0.4

62 12 12
                                    

herkes sınıfta sohbet ederken, ben masamın karşısında ölü bir şekilde uzanmış, boş bir şekilde ipleri patlamış bir beyzbol topuyla uğraşıyordum.

dün bu topu geri vermeyi unuttum.

"hey, transfer öğrenci! renjun sunbae seni arıyor."

"ne? bu sefer ne istiyor? ona burada olmadığımı söyle!" hemen masamın altına girip çaresizce ellerimi sallamaya başladım.

"tamam!" "renjun sunbae!! jaemin bana burada olmadığını söylememi söyledi!!"

bu kızın sorunu ne?

tam hayal kırıklığımı dizginlemeye çalışırken, kapı neşeli bir şekilde çarpılarak açıldı. "jaemin! sana geçen sefer bahsettiğin çöreklerden aldım!" ve renjun, yüzündeki aptal gülümsemesiyle içeri giriyor.

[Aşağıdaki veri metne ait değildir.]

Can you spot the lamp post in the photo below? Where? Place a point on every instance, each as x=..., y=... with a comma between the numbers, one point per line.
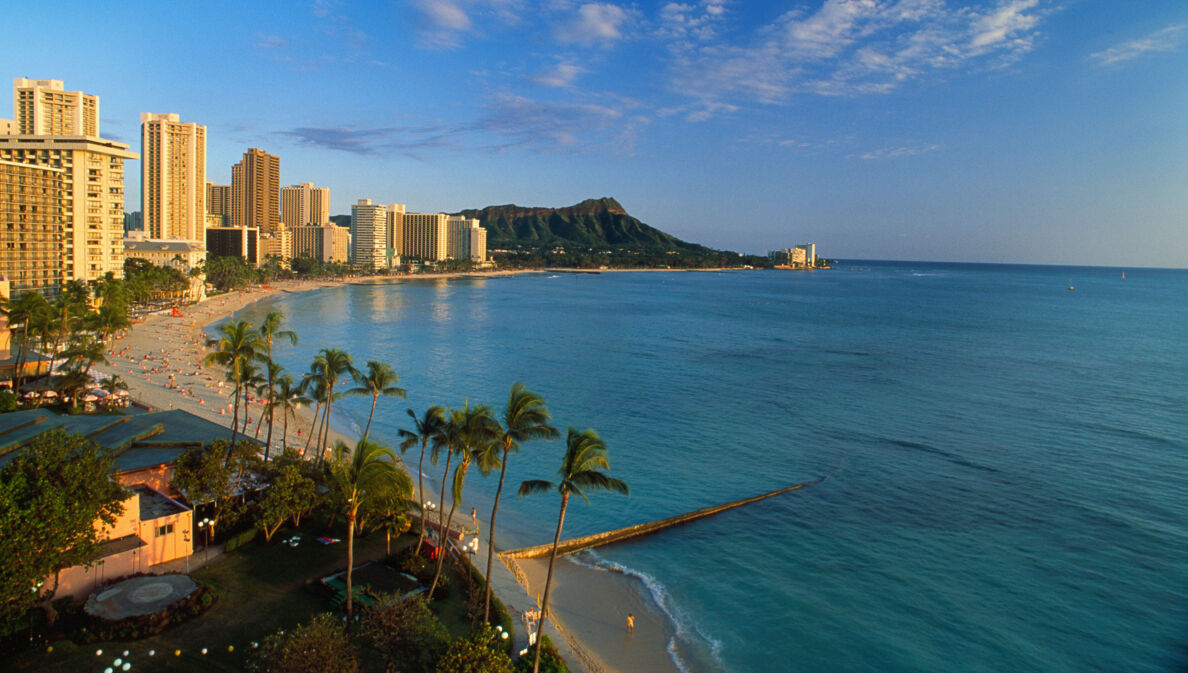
x=208, y=524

"geçen sefer bahsettiğim çörekler...?"

"sana sevdiğin çöreklerden aldım!"

"ben çörek sevmiyorum."

"oh, öyle mi? o zaman gidip başka bir şey alsam iyi olur." üzülmüş gibi cevap veriyor. renjun'ün asık suratı o sırada gözlerime şeytani görünüyor.

"vay be!! daha önce ikinci yılın yemek için üçüncü yılı kullandığını hiç görmemiştim!!"

"belki de aslında ikinci yılında değildir."

"yoksa jaemin sınıfta kaldı ve geçen seneden arkadaşlar mı?"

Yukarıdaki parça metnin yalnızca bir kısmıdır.